Court then established principle that until and unless circumstances of extraordinary nature like fraudulent representation or where the terms of contract can be constructed by judges similar to that of indemnity contract, liablity of surety in contract of guarantee can only be that of secondary in nature and for that contract to be valid, there is to exist a valid obligation on part of PD in the first place.

It held that factual matrix in Kashibai case were appearing to be that of indemnity and not guarantee and hence the decision in it was not contrary to the principle established previously. Court futher relied upon Subramia Chettiar v. Narayanaswami 7 case, where it was held that liablity of surety is coextensive vis-a-vis the liablity of PD and of accessory nature and it was inferred that liablity cannot be more or less to what is on part of PD as per Sec. 128.

Babu Rao v. Babu Manaklal
8 case was also relied upon by court in Subramia case where it was said that in such cases the question needs to be asked is whether PD itself is liable and if answer is negative, surety cannot be compelled to discharge that obligation that has in fact no existence at all.

In the book Chitty on Contracts9, which was referred by Judges in Kashiba's case, para 812 talks about principle established in Coutts case that it is the essence of Contract of Guarantee that 'someone' shall be principally liable. In para 813 comes the excerpts which were referred to by Judges in Kashiba's case and in the end of this para, editors later added that in absence of extraordinary circumstances, general principle as stated in 812 para of Coutt's case will hold good and guarantor won't be held liable.

This is itself the acknowledgement on part of editors of Chitty on Contracts that it is one of the essentials of contract of guarantee that there must be a PD liable in eyes of law.
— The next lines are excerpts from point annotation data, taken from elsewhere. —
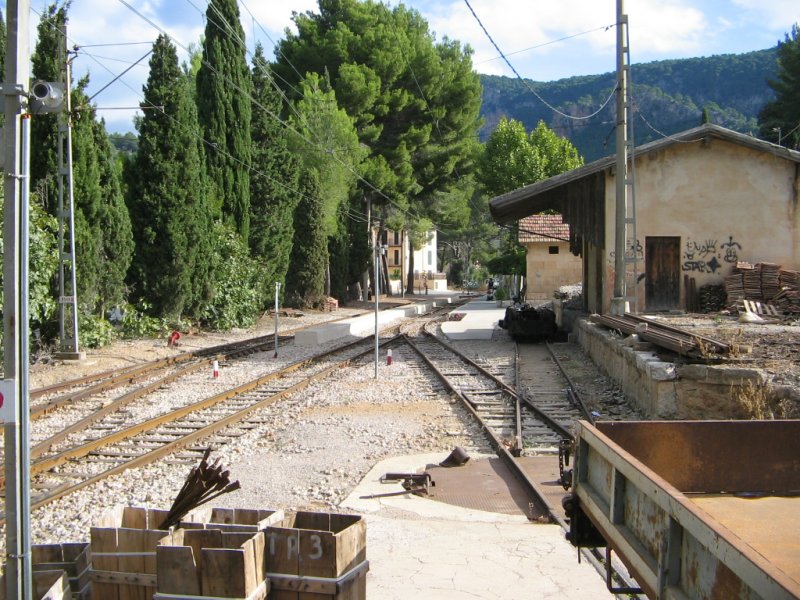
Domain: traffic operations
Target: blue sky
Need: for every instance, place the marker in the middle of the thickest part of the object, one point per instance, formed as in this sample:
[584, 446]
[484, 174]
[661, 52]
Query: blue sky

Henceforth, as per the reasons mentioned, the principle abovementioned was established and was held that for liablity of surety, it is necessary that there exists a liablity on part of PD or existence of special circumstance like fraudulent representation or where terms of contract can be constructed by judges to be that of the nature of indemnity.

End-Notes:
  1. (1836) 10 Bligh NS 627.
  2. 1947 KB 10.
  3. ILR (1895) 19 Bom 697.
  4. MANU/TN/0182/1941.
  5. Dinshah Fardunji Mulla, The Indian Contract Act 1872 446-447 (7th ed.).
  6. de Cloyar, Law Of Guarantees And Of Principal And Surety 210 (3rd ed. 1897).
  7. (1950) 2 M.L.J. 74.
  8. I.L.R. (1939) Nag. 175.
  9. Kenneth Scott et. al., Chitty On Contracts 447 (21st ed.).